A photograph embedded in the bar.

I spent most of my time upstairs. The bar itself is a beautiful oval island made of thick, dark wood. It was refinished after the fire but still contains shellacked Irish coins, old pictures and dollars. Located in the center of the room, it can easily accommodate a few dozen convivial drinkers. A half dozen tables are set up at both ends of the room, and one of the back walls is lined with booths. There’s a stage at the front of the barroom for live music, Irish and otherwise, on weekend nights, and numerous TVs tuned to sports channels. There’s also a pool table in back that’s recently  been resurfaced and is free to play.

Aside from the atmosphere, the food is the main attraction here. It’s pub-style fare, with fried apps, soups and chowders, burgers and sandwiches, salads, pasta, and a few traditional Irish dishes, like shephard’s pie. Most items on the menu are under $10. There’s also a decent seafood and steak selection, though those dinners are pricier, a kids’ menu and daily specials worth checking out.

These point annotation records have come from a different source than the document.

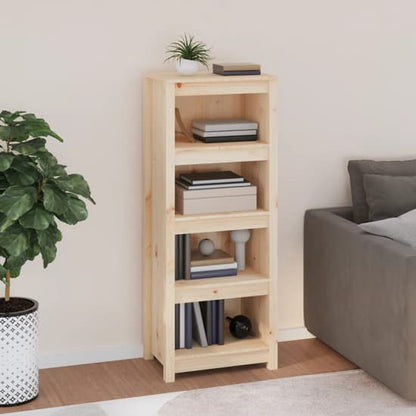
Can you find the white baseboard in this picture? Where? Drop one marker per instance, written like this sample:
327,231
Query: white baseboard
64,359
293,334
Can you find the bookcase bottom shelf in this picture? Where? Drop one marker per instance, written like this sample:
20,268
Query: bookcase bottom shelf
234,352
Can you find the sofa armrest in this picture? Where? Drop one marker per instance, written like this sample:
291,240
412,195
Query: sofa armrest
359,298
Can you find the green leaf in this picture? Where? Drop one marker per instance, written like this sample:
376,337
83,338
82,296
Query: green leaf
30,147
17,200
57,170
6,160
47,240
54,200
2,272
14,240
76,211
5,223
16,262
76,184
47,162
5,132
37,218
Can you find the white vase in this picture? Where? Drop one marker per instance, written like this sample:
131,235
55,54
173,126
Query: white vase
19,376
187,67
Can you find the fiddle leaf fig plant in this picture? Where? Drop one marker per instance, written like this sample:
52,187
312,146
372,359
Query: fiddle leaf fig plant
35,192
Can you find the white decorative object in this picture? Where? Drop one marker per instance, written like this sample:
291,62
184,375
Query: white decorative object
186,66
19,376
240,238
206,247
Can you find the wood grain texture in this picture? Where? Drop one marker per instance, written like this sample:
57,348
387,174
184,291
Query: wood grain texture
130,378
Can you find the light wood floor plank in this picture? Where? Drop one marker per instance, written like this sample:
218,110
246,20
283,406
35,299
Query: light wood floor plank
130,378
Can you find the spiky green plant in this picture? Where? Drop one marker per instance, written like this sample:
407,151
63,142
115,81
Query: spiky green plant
188,48
35,190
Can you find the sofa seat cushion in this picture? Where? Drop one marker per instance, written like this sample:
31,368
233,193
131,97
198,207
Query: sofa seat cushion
389,196
358,168
402,228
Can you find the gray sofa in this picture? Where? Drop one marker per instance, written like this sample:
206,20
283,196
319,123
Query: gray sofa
360,296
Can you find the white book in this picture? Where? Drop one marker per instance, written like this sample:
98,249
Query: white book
199,325
224,124
203,133
181,325
210,267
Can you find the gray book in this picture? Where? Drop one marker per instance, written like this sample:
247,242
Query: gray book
187,256
224,124
221,320
198,324
228,133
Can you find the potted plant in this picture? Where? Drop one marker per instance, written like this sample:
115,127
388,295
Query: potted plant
35,192
188,54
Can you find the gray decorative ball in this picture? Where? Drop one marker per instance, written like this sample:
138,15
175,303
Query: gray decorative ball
206,247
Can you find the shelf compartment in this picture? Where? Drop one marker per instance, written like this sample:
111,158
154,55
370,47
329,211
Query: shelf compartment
238,220
246,284
234,352
189,153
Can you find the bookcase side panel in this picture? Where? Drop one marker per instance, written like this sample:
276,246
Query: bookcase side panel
147,114
163,125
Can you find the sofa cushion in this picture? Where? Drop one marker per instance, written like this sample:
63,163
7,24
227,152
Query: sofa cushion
389,196
358,168
402,229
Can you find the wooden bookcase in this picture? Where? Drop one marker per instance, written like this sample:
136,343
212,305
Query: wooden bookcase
165,155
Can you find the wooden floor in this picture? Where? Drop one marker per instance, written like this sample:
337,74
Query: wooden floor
130,378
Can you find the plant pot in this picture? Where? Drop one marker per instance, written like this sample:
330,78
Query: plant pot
19,375
187,67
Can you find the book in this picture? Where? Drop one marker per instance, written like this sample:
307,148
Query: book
214,318
248,72
213,186
198,325
224,124
177,323
214,273
180,257
225,133
182,193
209,178
188,325
187,256
181,325
217,257
236,66
221,321
226,139
176,257
212,267
206,308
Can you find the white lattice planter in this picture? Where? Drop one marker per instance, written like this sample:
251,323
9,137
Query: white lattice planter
19,375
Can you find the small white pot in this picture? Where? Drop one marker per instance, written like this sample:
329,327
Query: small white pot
19,376
187,67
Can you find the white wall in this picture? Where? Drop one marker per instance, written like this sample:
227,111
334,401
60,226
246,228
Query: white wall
347,90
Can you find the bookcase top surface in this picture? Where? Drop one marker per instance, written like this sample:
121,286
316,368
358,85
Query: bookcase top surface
174,77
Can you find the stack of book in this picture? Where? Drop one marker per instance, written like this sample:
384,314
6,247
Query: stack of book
224,130
218,264
212,192
202,321
236,69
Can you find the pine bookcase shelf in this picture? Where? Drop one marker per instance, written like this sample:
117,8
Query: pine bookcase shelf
238,220
234,352
247,283
187,153
166,154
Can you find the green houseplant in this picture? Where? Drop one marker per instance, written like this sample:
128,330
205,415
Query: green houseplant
35,192
188,53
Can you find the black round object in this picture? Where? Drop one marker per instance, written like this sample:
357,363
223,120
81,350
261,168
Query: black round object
240,326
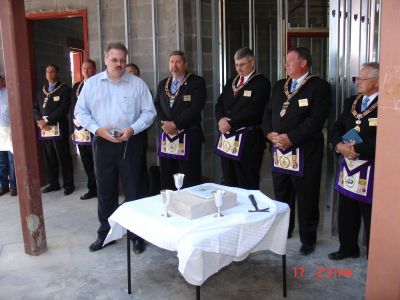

The Kerrymen Pub stocks a standard selection of beer, including the obligatory Guinness, Bass and Smithwick’s. The most daring options on the bottle list are Seadog Wild Blueberry beer and Angry Orchard cider, but at least you won’t have to ask your server how “hoppy” anything is. The wine list is similarly uneventful, though I must say there’s a special place in my heart for any pub that serves Yellow Tail.

There’s no cocktail menu — this is, after all, a pub — and the barkeeps keep the mixes simple. Rum and Coke is exactly that. My Manhattan was made with Maker’s Mark (I wasn’t asked my preference) with a healthy splash of sweet vermouth and a cherry. Most of the cocktails come in footed highball glasses, and the prices match the sizes, so I never felt like I was paying too much for a drink.

However, I do question the way they serve whiskey. I order mine neat, and on every occasion it was poured to precision (one ounce) in a thin shooter glass, the kind you’d give a college kid. Whiskey needs a wider berth to allow the flavor to open up. I’ve since learned that not every bartender there uses those glasses, but you’d be wise to make sure yours doesn’t. That said, even locals will likely have to drive to this place, so it’s a credit to the pub that they pour responsibly.

The Kerrymen Pub is a great local hangout and a go-to place for those who appreciate authentic Irish drinking establishments. Enjoy it to the fullest this holiday season, but for Christsake, be safe!